"You can search me," said Miss Payton.

Arthur Weston's hands, concealed in his pockets, tightened. "She has refused him!" he said to himself. (Alas! shooting ducks on the marshes had not helped him!) He had dropped in at 15 Payton Street, and Fred had taken him up to the flounced and flowery sitting-room.

"Mother'll be in pretty soon," she said; "so let's talk business, quick!" She was apparently absorbed in "business," which, as the winter thawed and drizzled into spring, flagged very much. "And the office rent goes right along, just the same," she told her trustee, ruefully. "I think, if I could have a little car to run around and look at places—"

"Maitland put that idea in your head!"

Frederica did not defend her absent adorer. Instead, she wailed over the rapacity of her landlord.

"You ought to have made your rent contingent on your customers," Mr.
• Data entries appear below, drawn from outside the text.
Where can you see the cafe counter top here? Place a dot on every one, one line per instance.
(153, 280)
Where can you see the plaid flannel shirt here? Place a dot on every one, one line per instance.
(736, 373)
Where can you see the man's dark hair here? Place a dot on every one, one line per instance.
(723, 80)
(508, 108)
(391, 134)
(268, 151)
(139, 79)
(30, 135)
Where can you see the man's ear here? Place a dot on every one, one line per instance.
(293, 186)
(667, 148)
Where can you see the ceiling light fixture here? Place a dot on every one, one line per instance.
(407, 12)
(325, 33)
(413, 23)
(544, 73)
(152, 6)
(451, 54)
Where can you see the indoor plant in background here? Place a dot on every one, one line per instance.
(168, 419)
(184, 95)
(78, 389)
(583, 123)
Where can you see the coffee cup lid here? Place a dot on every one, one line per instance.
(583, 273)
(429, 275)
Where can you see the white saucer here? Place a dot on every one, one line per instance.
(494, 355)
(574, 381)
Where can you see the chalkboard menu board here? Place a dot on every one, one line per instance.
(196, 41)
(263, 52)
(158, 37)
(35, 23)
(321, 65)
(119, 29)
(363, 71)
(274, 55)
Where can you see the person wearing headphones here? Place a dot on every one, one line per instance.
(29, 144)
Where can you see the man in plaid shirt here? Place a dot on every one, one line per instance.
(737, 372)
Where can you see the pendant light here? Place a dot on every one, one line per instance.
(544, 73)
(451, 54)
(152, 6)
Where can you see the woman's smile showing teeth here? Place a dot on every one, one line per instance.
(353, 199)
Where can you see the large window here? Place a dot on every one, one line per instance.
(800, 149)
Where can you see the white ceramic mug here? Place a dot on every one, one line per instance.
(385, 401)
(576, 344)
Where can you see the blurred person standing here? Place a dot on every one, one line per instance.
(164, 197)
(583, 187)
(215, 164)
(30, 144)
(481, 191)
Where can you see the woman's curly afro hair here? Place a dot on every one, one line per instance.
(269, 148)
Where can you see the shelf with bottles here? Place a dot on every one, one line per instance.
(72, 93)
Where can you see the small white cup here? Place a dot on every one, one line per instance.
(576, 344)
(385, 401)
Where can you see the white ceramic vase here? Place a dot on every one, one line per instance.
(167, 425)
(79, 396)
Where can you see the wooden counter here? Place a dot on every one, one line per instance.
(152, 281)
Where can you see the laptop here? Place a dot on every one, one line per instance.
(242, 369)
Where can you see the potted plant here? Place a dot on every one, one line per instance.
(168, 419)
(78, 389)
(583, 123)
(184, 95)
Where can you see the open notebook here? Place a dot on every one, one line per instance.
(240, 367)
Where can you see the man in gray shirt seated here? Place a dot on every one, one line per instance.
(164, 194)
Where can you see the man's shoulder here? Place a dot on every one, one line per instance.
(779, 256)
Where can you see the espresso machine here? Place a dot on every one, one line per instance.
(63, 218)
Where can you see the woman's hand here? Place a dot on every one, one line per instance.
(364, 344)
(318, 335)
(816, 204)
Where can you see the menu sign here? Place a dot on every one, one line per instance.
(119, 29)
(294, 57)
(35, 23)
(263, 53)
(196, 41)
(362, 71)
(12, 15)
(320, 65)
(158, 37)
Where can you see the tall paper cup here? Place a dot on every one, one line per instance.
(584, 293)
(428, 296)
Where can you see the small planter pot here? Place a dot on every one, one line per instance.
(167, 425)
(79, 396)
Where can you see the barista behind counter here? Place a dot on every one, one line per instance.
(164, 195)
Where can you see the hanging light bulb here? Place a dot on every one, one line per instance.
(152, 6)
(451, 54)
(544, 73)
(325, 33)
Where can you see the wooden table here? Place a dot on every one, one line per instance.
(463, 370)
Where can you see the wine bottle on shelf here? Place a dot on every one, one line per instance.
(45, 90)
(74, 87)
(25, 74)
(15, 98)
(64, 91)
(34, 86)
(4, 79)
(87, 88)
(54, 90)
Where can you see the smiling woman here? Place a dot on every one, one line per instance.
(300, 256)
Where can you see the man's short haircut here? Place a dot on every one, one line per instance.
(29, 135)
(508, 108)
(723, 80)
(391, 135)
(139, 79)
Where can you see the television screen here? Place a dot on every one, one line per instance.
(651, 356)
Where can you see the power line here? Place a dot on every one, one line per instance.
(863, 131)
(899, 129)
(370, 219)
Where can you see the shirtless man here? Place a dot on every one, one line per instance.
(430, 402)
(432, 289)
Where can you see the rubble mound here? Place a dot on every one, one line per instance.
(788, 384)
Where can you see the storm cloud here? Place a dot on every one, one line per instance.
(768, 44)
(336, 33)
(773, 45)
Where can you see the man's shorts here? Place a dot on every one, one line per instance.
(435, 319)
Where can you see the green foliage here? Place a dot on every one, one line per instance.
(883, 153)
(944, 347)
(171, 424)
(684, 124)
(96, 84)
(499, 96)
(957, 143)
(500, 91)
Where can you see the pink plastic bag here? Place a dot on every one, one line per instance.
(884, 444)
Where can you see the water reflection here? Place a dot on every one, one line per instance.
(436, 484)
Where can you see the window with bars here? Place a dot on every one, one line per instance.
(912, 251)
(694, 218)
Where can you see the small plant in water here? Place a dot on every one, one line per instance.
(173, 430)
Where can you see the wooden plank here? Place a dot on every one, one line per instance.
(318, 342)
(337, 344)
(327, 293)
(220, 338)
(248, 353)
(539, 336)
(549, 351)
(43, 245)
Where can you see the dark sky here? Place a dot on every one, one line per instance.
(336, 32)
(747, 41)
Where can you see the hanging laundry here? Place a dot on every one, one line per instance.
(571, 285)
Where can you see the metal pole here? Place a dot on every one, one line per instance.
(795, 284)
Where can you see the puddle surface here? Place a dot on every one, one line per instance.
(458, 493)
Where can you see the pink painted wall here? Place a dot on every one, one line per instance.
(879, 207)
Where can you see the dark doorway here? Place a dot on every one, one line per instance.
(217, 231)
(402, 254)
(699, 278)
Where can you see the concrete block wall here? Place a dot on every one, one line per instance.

Weston teased her; and roared when she took it seriously and said she wished she had thought of it. "Give me some tea, Fred," he said; "these questions of high finance exhaust me." Then he asked the usual question, and Fred gave the usual answer. "But what do you hear from him?" Weston persisted. "I suppose you write to him occasionally? You mustn't be too cruel."

"Well, I don't hear much," she said. She took a letter out of her pocket and handed it to him.

When he had read it, he was silent for a while. ("If this is the sort of letter a blighted being writes," he reflected, "love has changed since my time.")

"Dear Fred," the letter ran, "I'm having the time of my life. Tell Laura Childs I saw a shell necklace that she'd be perfectly crazy about. The dredging ..."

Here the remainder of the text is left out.